Clearance sale

At the end of each season it’s time to clear out the old stock and bring in the new. This is especially annoying at this time of year when stores feel compelled to clear out the winter boots, which are only just becoming useful, to make room for racks of bathing suits and other summer accoutrements that won’t be needed by most of us for at least another five months. Herewith is my contribution to the year-end clearance sale.

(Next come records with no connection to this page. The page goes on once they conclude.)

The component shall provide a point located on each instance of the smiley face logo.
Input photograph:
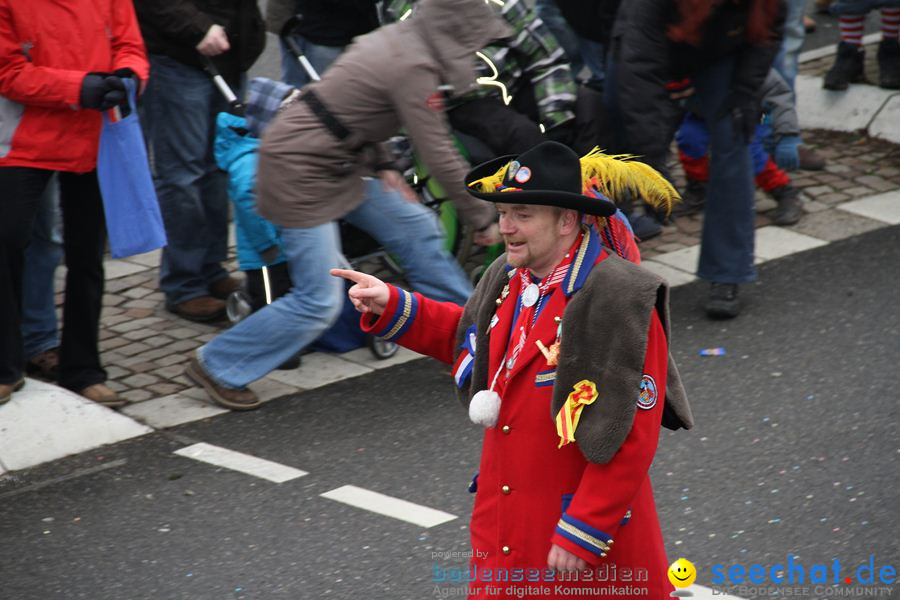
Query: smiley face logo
(682, 573)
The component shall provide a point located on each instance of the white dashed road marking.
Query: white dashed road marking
(237, 461)
(389, 506)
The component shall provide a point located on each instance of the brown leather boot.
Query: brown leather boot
(202, 309)
(234, 399)
(810, 160)
(224, 287)
(101, 394)
(6, 390)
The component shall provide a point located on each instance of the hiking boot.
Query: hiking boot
(6, 390)
(789, 208)
(231, 398)
(224, 287)
(889, 64)
(101, 394)
(45, 364)
(202, 310)
(810, 160)
(847, 67)
(723, 302)
(692, 200)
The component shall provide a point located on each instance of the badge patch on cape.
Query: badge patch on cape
(436, 102)
(648, 394)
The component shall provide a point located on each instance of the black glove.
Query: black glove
(101, 91)
(745, 112)
(93, 88)
(126, 73)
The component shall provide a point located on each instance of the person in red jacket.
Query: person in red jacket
(562, 354)
(61, 64)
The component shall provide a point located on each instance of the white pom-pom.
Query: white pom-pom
(484, 409)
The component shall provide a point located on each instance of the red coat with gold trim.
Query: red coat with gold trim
(530, 492)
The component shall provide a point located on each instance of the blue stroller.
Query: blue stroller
(235, 152)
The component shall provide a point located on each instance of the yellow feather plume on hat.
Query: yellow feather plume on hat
(613, 175)
(490, 183)
(616, 174)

1. Today I turned exactly 511,209 hours old. Of the useless things you can learn from the internet, this ranks right up there with what Kim Kardashian wore to the basketball game. Except of course learning how old you are in minutes (30,673,023 in case you were interested). Far too many of those minutes were spent doing things that definitely did not get me closer to enlightenment, earn me any money, or add any other tangible value to my life. Airport security lines, I’m talking to you.

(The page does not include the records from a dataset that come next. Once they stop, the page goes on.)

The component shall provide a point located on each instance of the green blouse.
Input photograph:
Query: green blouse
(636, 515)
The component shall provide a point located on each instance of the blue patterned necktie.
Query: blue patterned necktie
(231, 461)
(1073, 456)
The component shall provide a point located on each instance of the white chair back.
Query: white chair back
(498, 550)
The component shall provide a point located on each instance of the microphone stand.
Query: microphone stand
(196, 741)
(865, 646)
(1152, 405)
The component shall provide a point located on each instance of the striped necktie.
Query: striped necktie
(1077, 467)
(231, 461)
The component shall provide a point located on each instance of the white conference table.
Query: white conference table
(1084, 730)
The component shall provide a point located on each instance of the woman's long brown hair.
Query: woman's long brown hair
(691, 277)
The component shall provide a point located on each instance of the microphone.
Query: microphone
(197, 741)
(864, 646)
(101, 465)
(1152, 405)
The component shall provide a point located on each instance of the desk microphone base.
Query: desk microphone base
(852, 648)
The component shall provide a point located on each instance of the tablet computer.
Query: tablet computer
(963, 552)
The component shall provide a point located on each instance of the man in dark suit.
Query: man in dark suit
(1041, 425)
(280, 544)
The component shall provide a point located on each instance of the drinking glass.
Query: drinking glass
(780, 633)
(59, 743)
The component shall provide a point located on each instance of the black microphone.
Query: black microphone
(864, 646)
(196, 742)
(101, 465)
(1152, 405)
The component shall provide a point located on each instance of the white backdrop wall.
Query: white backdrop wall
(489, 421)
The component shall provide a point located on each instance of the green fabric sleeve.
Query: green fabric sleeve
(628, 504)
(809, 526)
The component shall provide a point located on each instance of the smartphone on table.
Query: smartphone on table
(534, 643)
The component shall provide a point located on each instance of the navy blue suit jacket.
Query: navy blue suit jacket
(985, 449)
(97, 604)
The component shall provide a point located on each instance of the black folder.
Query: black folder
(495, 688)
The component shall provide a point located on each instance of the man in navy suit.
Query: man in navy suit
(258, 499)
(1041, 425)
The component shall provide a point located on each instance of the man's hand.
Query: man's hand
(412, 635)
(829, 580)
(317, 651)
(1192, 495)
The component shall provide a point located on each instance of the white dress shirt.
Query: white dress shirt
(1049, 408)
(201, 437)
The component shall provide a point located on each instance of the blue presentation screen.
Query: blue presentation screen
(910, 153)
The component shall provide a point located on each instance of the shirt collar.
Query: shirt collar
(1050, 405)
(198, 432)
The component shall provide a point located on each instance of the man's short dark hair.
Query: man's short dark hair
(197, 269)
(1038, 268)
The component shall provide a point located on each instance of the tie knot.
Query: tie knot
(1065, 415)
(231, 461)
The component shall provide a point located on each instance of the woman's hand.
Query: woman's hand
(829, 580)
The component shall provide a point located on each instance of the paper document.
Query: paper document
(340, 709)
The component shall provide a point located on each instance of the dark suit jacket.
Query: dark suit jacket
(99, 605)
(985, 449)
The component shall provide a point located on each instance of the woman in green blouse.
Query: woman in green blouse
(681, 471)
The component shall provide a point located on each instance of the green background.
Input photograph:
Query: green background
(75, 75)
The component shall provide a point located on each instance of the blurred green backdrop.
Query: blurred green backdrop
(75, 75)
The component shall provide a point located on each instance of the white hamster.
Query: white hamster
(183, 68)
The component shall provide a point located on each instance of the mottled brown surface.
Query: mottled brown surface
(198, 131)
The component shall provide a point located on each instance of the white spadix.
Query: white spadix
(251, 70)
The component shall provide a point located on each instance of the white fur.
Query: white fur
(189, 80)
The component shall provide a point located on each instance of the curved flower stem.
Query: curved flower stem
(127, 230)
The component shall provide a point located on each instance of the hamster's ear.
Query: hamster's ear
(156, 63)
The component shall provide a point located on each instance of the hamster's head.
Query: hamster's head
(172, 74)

2. I have seen various non-congruent data points with respect to the amount of the internet that is dominated by cats – 15% of content, 15% of searches, 15% of waking hours etc. The fact that the ‘15%’ number recurs frequently makes me rather dubious that anyone really knows how much internet real estate cats are (literally) sitting on and even more importantly, why cats and not dogs or some other animal. The answer is of course that dogs try too hard.

3. Somebody (or a bunch of somebodies) was able to land a space vehicle on a moving comet earlier this year. This indeed would qualify as rocket science. Given the amount of things that are not considered rocket science that didn’t get done, like deciding what kind of transit a ‘world class’ city should have, there are many people out there not pulling their share of the weight. Sign me up for a spot when they colonize that comet. It’s got to be more civilized than this place.

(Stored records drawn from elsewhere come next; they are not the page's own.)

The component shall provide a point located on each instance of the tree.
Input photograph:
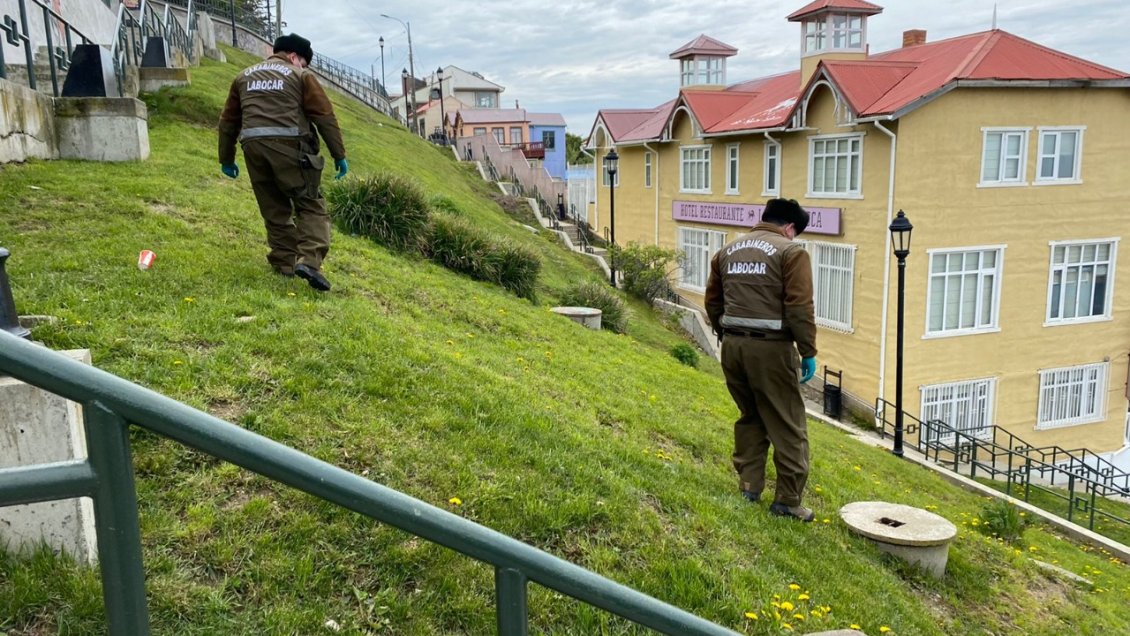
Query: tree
(573, 153)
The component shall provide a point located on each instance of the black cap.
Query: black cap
(295, 43)
(783, 211)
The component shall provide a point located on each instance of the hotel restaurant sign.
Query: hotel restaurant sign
(822, 220)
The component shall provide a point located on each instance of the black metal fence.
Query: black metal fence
(18, 33)
(996, 454)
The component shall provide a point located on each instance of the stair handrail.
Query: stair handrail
(112, 404)
(59, 58)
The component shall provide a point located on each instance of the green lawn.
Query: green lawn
(600, 449)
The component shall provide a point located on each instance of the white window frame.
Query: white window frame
(854, 163)
(819, 35)
(1043, 153)
(968, 407)
(1072, 395)
(833, 282)
(732, 168)
(1022, 157)
(771, 184)
(707, 242)
(701, 165)
(1062, 268)
(944, 278)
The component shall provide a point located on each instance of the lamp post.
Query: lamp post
(610, 164)
(443, 118)
(403, 88)
(901, 238)
(411, 67)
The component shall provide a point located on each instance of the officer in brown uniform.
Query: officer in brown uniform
(759, 299)
(270, 110)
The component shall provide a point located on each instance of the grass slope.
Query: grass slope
(600, 449)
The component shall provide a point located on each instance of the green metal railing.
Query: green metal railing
(112, 404)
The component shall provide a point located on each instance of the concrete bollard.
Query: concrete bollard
(9, 320)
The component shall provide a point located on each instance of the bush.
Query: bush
(645, 270)
(685, 354)
(389, 209)
(1002, 520)
(614, 315)
(460, 246)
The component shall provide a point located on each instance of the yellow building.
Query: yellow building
(1010, 159)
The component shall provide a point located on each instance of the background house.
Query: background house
(1008, 157)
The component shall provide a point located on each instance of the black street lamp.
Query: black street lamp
(443, 118)
(610, 163)
(901, 240)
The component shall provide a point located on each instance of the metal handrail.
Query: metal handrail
(997, 452)
(18, 34)
(112, 404)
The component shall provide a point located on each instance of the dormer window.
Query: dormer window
(834, 32)
(703, 70)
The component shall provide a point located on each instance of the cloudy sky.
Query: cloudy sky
(575, 57)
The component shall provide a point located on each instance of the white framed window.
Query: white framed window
(1060, 155)
(1004, 156)
(698, 247)
(964, 290)
(732, 165)
(1080, 280)
(966, 407)
(694, 173)
(833, 277)
(835, 165)
(1072, 395)
(834, 32)
(772, 184)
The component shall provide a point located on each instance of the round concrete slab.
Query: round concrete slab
(897, 524)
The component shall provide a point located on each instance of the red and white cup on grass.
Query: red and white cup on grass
(145, 260)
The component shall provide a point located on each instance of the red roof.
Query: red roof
(703, 45)
(885, 84)
(839, 6)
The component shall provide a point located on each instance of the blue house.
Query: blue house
(549, 129)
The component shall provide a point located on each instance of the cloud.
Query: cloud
(576, 57)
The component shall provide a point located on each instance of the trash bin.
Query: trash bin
(833, 393)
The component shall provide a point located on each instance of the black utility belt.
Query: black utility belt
(752, 333)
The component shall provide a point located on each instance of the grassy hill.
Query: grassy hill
(598, 447)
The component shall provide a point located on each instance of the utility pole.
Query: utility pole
(411, 70)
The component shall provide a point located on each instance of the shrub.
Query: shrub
(1004, 520)
(614, 315)
(685, 354)
(389, 209)
(645, 269)
(460, 246)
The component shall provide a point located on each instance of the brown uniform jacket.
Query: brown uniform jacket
(763, 281)
(276, 98)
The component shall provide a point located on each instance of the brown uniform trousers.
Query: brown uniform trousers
(284, 175)
(762, 377)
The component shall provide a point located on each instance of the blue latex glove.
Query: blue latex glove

4. Shiloh Jolie-Pitt now wants to be called John (I assume the Jolie-Pitt part still stands). I think this falls into the category of uber-1st world problems. Maybe even the most ‘soggy baguette-cold latte (no it wasn’t meant to be an iced cappuccino)-scratched my new iPhone’ of all first world problems. This one takes a bit of analysis to fully dissect though. First, I think any jury of my peers (but perhaps not a jury of Angelina’s peers – and does she even have a full jury of peers even available on this planet? We may need to go to the comet for that one) would consider ‘Shiloh’ to already be a gender neutral name, if gender identification is your concern. Second, in the Jolie-Pitt universe, I would think that John is also a non-gender specific name. So it is very unclear what objective the child-previously-known as Shiloh is trying to achieve. No doubt all will be revealed in next month’s National Enquirer.